OSCAR 22.01

The January, 2022 version of the OSCAR Corpus.

If you want to get the new corpus please send us a mail using the mail in our homepage, with “OSCAR Access Request” as mail title. We will need the following information to properly create your account. Missing information could delay your access by days:

  • First and last name:
  • Affiliation:
  • Contact details:
  • Corpus version (or all if you need multiple ones):
  • Languages:

✉️📚

Please do not create a new Huma-Num account by yourself, this will delay your access to the corpus by weeks!

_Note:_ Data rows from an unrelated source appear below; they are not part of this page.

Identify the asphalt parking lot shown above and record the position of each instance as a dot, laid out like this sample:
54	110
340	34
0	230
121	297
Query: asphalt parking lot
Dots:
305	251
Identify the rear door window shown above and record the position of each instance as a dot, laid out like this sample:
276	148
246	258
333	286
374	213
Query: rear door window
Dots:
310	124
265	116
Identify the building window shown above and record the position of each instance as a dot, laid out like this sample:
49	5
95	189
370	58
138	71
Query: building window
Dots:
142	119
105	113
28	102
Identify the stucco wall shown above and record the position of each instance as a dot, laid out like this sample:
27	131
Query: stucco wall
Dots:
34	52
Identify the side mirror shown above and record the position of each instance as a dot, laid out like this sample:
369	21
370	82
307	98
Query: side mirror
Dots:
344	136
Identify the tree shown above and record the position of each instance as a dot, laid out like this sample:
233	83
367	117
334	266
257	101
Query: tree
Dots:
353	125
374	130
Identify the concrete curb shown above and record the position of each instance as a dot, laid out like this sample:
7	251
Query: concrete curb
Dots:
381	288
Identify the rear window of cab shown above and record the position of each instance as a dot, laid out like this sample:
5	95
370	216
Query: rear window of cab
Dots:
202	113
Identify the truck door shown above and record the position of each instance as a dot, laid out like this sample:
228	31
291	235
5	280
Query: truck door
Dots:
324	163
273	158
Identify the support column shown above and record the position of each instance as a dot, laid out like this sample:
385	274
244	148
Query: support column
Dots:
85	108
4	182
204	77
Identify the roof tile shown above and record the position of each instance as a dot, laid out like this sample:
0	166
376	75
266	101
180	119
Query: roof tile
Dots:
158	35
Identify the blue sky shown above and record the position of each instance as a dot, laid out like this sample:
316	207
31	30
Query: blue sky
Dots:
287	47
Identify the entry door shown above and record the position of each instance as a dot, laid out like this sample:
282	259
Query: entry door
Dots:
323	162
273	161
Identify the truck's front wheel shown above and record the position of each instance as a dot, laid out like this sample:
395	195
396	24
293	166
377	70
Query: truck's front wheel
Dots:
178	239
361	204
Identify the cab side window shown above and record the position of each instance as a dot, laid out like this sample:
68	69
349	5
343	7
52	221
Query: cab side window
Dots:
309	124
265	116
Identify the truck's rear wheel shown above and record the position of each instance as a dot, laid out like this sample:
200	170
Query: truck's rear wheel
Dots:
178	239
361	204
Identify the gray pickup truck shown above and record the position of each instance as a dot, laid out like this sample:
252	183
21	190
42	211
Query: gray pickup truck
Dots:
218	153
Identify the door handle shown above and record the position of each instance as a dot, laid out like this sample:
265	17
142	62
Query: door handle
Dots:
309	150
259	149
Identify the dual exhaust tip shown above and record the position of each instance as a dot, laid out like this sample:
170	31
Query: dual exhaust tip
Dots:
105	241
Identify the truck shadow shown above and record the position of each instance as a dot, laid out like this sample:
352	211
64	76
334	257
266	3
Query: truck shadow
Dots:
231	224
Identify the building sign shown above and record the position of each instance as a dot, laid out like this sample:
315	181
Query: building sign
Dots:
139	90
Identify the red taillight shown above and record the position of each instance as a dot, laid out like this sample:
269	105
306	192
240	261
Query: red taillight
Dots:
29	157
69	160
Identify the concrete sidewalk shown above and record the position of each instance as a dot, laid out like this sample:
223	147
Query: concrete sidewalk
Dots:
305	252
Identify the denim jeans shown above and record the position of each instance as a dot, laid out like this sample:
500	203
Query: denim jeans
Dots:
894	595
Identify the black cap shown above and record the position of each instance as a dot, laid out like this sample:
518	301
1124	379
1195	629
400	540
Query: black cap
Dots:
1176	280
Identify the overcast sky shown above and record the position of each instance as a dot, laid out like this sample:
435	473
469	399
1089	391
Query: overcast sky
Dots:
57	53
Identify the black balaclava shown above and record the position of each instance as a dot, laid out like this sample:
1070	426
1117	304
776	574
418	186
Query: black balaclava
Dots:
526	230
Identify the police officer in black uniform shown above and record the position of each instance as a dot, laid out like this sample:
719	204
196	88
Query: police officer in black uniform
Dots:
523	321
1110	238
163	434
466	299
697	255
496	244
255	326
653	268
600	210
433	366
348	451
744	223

We will create an account for you. 📆

OSCAR or Open Super-large Crawled Aggregated coRpus is a huge multilingual corpus obtained by language classification and filtering of the Common Crawl corpus using Ungoliant.

This release of OSCAR is the third one, and is versioned using CalVer.

Version info

These are the versions of tooling, schemes and data

  • CommonCrawl version: November/December 2021 (2021.49)
  • OSCAR Schema version: v2 : Document oriented, with text and metadata merged in JSONLines.
  • Ungoliant version: v1.1.0 : Document oriented pipeline, multilingual subcorpus, annotations

Changes

  • The corpus is not backward compatible, as the metadata and textual content have been merged into JSON objects.
  • Document-oriented: Identifications are done per document, based on the proportion of content in a single language.
  • Annotations: Annotations are labels you can filter on, potentially enabling better quality control (sacrificing corpus size).
  • Per-line identification: Metadata hold line-level identification/confidence.
  • Multilingual subcorpus: A new, 12GB multilingual subcorpus containing documents with sentences in different languages in significant proportion.
  • Removed languages: Bavarian, Chavacano, Northern Frisian, Manx, Haitian Creole, Interlingue, Northern Luri, Mirandese, Eryza, Neapolitan, Pampanga, Romansh, Rusyn, Scots, Tuvinian, Venetian, West Flemish.
  • No deduplicated corpus: Since the subcorpora are document oriented, doing a subcorpus-wide deduplication would break documents’ integrity. We may consult the community and provide tools for deduplication later on.

Data layout

The corpus is now distributed in JSONLines format, which means that each line represents a single document, encoded in a JSON object.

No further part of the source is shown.